そこで、今回は「自己目的化」の意味、例文、そして類語についてわかりやすく解説をしていきます。

「自己目的化」の意味

「自己目的化」とは、ある目的を達成するための手段や行動そのものが、いつの間にか目的にすり替わってしまっていることを意味します。

そして、そのような事態が発生すると、本来、果たそうとした目的とは違った方向へ進むことになり、様々な矛盾した結果を引き起こすようになります。

「自己目的化」の例文・使い方

会社から、残業時間を減らすように言われているけれども、これは簡単じゃないと思うなあ。

次郎

太郎

元々、残業はたまった仕事を早く処理するために、行うものだったけれども、今は、残業代を稼ぎたい人が増えて、残業自体が自己目的化しているからね。

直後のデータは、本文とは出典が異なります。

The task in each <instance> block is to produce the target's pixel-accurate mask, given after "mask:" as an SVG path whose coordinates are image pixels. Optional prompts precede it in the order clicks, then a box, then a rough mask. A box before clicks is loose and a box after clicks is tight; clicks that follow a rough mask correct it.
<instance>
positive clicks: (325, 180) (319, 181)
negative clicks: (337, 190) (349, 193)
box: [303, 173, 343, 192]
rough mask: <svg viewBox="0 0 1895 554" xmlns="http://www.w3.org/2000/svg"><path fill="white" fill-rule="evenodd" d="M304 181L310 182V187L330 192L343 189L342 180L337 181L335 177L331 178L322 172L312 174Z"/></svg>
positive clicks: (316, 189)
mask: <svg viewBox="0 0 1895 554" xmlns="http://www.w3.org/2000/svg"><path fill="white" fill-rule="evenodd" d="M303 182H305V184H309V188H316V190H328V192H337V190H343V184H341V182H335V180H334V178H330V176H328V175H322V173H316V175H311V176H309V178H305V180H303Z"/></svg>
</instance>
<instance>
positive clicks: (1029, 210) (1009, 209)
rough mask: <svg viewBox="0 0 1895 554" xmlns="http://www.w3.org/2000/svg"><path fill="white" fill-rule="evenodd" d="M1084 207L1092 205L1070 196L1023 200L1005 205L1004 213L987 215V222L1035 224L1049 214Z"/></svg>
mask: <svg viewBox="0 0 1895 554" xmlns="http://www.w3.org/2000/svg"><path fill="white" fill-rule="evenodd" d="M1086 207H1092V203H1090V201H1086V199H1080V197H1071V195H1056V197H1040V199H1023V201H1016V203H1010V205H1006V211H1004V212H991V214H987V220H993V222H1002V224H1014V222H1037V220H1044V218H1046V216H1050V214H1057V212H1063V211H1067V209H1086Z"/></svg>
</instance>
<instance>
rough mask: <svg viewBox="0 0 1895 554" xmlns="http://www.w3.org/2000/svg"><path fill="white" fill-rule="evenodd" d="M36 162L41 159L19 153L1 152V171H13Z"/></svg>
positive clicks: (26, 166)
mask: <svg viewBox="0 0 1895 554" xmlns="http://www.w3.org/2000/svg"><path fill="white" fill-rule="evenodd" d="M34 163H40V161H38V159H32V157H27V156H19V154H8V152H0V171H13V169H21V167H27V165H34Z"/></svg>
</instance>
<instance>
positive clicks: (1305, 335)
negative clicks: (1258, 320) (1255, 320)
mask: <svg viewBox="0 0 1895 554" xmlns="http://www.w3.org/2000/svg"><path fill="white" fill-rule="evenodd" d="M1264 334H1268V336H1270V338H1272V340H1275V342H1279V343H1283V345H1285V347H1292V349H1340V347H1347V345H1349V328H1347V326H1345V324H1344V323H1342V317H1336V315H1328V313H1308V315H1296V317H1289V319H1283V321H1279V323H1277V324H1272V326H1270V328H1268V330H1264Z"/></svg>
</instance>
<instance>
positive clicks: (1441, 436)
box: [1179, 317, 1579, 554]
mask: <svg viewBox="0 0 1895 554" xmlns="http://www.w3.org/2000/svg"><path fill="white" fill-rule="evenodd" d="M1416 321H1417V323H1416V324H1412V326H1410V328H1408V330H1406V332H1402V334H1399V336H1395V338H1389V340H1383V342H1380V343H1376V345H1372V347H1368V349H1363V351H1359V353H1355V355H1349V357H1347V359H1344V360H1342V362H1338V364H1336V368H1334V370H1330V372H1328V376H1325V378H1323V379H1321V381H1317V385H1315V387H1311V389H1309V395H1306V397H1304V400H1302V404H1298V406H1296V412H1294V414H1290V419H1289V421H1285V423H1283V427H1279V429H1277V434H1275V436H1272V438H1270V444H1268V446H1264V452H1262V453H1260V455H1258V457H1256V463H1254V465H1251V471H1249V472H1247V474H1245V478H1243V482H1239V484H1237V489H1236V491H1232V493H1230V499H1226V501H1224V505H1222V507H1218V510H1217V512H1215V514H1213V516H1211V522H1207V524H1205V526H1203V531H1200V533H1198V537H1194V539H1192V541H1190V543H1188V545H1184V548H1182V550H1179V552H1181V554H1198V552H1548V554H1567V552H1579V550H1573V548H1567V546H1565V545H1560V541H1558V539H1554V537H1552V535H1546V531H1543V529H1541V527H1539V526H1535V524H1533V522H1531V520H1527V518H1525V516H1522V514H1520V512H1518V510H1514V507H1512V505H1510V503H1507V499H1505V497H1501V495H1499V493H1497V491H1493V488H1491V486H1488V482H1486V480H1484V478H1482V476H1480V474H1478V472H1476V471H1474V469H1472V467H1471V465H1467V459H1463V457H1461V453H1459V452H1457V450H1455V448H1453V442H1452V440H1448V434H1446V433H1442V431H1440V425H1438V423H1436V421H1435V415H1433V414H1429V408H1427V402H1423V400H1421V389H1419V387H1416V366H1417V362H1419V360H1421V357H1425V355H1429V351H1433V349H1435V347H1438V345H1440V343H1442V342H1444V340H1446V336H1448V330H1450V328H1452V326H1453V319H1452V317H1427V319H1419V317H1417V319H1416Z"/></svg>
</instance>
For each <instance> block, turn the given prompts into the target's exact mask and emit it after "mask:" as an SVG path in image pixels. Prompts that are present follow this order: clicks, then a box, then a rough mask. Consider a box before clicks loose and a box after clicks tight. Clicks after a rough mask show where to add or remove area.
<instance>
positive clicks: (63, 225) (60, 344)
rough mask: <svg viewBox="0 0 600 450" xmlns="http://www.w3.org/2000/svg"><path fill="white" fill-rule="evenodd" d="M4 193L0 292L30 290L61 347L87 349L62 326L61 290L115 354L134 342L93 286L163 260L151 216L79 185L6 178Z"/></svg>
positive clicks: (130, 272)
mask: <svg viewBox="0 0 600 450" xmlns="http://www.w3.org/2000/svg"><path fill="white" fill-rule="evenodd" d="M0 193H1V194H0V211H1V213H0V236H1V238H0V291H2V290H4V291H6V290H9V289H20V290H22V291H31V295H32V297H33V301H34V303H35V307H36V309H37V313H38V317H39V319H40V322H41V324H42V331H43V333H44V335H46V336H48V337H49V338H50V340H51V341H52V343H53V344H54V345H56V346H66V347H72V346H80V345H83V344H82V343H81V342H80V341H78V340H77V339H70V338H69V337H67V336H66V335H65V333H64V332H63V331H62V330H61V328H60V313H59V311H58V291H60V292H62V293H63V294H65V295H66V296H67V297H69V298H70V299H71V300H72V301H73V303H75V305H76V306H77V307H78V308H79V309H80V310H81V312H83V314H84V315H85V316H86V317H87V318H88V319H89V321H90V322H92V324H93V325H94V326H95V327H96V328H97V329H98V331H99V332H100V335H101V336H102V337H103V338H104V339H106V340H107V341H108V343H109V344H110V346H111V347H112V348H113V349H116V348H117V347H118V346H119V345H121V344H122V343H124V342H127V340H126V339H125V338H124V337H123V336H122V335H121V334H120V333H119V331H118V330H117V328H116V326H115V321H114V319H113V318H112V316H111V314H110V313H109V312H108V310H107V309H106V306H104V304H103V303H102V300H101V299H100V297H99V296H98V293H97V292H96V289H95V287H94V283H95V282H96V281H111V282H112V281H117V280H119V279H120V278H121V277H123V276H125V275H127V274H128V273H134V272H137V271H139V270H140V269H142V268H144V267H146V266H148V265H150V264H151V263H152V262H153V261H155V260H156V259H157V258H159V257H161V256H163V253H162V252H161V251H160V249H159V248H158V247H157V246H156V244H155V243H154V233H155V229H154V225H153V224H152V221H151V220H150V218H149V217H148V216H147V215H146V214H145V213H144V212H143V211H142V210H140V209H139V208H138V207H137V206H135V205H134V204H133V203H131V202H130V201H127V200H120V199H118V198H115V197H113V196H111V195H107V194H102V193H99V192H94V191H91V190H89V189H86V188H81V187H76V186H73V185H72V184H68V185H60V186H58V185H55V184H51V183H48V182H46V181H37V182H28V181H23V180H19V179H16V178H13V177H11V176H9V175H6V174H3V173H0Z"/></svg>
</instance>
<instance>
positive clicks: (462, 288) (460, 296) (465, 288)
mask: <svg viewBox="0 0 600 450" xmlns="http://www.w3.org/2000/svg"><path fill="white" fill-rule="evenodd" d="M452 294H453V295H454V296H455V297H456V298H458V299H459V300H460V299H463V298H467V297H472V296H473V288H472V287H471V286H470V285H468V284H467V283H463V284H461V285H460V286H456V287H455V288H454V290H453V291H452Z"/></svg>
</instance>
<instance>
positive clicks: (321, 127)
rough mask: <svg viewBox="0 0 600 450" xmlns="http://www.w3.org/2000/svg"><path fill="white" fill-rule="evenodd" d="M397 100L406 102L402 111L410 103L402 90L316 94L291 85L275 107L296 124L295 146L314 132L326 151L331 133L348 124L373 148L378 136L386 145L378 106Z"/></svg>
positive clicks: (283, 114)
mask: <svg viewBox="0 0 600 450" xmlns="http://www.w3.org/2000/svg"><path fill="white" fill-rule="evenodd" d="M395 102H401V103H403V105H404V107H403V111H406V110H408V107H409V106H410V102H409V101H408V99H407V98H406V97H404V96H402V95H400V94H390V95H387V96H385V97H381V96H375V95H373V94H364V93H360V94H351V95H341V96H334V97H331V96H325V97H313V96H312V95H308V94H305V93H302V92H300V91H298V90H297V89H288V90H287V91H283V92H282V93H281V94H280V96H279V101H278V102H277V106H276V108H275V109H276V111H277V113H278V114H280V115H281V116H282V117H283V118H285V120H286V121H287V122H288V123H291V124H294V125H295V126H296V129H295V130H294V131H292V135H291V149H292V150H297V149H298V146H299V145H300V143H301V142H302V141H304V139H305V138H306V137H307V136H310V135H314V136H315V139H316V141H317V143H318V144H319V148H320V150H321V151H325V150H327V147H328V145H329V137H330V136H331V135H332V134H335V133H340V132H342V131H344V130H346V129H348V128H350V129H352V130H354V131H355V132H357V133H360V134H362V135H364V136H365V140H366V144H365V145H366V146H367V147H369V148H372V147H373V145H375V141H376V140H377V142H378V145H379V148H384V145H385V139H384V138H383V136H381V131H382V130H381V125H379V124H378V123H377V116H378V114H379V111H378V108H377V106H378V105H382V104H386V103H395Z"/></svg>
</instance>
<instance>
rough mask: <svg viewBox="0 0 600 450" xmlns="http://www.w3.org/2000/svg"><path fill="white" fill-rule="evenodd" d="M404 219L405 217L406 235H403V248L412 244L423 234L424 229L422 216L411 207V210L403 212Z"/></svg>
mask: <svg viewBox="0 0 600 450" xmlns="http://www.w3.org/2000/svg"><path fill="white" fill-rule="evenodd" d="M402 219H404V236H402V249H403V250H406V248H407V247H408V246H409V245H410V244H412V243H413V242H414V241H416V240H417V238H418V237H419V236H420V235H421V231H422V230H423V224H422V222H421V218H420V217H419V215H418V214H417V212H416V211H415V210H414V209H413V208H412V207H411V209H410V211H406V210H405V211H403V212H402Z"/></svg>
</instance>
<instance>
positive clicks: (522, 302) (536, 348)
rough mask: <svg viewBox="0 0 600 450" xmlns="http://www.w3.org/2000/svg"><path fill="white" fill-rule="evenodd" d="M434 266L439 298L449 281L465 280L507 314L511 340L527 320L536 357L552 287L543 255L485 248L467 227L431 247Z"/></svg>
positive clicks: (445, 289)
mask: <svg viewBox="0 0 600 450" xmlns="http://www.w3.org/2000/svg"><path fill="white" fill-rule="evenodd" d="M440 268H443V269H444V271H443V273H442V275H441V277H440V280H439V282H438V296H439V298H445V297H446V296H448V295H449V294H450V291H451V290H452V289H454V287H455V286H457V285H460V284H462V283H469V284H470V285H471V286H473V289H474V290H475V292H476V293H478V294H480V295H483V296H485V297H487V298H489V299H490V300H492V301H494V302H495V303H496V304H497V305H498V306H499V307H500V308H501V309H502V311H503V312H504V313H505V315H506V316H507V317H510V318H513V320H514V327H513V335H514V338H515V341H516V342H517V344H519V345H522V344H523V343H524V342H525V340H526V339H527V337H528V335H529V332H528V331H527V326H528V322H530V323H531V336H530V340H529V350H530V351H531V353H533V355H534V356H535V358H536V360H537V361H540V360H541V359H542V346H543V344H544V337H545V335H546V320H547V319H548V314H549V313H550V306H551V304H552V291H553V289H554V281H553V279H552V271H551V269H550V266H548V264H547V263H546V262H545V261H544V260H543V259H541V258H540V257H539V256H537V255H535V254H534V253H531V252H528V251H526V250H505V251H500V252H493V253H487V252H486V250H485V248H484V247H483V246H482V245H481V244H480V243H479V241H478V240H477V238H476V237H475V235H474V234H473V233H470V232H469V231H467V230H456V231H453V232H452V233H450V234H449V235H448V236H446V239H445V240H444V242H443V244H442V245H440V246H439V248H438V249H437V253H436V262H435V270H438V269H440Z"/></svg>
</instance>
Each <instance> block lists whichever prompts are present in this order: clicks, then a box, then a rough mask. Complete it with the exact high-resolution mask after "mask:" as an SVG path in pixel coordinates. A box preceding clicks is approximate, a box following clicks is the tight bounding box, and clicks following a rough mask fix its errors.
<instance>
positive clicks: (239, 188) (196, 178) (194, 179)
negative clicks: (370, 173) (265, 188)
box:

という感じで「自己目的化」は使われたりしますが、他にもこういった使い方があります。

「自己目的化」の事例をチェックする上でもご参考にして下さい。

「自己目的化」の例文1

「新しく赴任した学長は、自己目的化していた細かい校則を撤廃し「学生よ、紳士淑女たれ」という精神を徹底化させた。」

この例文は、北海道大学の前身である札幌農学校のクラーク学長が、「この学校に校則はいらない。“Be gentleman(紳士であれ)”の一言があれば十分である」という言葉から作ったものです。

校則が自己目的化すると、校則を守る事が自体に心を奪われ、学生らしい生活を送るという本来の目的が失いがちになってしまいますよね。

「自己目的化」の例文2

「今の教育は、受験が自己目的化し、志を持った優秀な人材が育ちにくくなっている」

試験制度は、自己目的化の事例としてよく挙げられます。

受験制度は、その人の実力を測るための一つの手段に過ぎないはずなのですが、「試験で良い点数さえ取れれば良い」と思って勉強する人は実に多いです。

ただ、そういった習慣を改めることも簡単ではないのですが・・・

「自己目的化」の例文3

「最低賃金を上げることが自己目的化して、逆に失業者が増える結果となってしまった。」

本来、最低賃金を上げることは、それによって、働く人を経済的により豊かにするために手段として行われるものです。

しかし、景気が悪い中で、最低賃金を上げることにこだわり過ぎてしまうと、逆に、雇用主が、雇用を控えるようになり、失業者が増えてしまうという逆の結果を招くことになってしまいます。

「自己目的化」の例文4

「彼は、お金を稼ぐことが自己目的化し、結果的に家庭が崩壊してしまった。」

お金を稼ぐことは、本来、幸せな生活をするために必要な手段であるはずです。

しかし、お金を稼ぐことが自己目的化し、何よりもお金を稼ぐことが最優先されてしまうと、仮にお金を稼ぐことが出来たとしても、大切なものを失ってしまうことにもなり兼ねません。

「自己目的化」の例文5

肥満体質を改善するために始めたダイエットだったが、自己目的化する中で、食生活が乱れ、体調が崩れてしまった。

ダイエットは本来、余分な体重を落として、より健康になるために行うものです。

しかし、中には、ダイエットのためのダイエットになってしまって、極度に食事制限をしたりして、不健康になってしまう人もいます。

これでは、むしろダイエットをしない方が良いという話になってしまいますよね。

「自己目的化」の類語

「自己目的化」には以下のような類語があります。

「本末転倒」

「本末転倒」とは、物事の根本的なことと、そうでもないことを取り違えることを意味します。

根本的なことを目的、そうでもないことを手段として考えると、自己目的化と同じように使うことが出来ます。

「手段の目的化」

「手段の目的化」とは、本来の目的以上に手段そのものを目的としてしまう状況を意味します。

「自己目的化」と同じ意味として使うことが出来ますが、「手段の目的化」と言った方が、分かりやすいかもしれませんね。

「軸がぶれる」

「軸がぶれる」は、物事の本質からズレるという意味です。

軸がぶれる状態が、ひどくなると「自己目的化」されてしまうことがあります。

まとめ

「自己目的化」は、ある目的を達成するための手段が、いつの間にか目的にすり替わることを意味しますが、少し分かりづらい表現だと感じる方もいらっしゃるかと思います。

ですから、そういった場合は、「本末転倒」などの類語とセットで覚えておくと良いでしょう。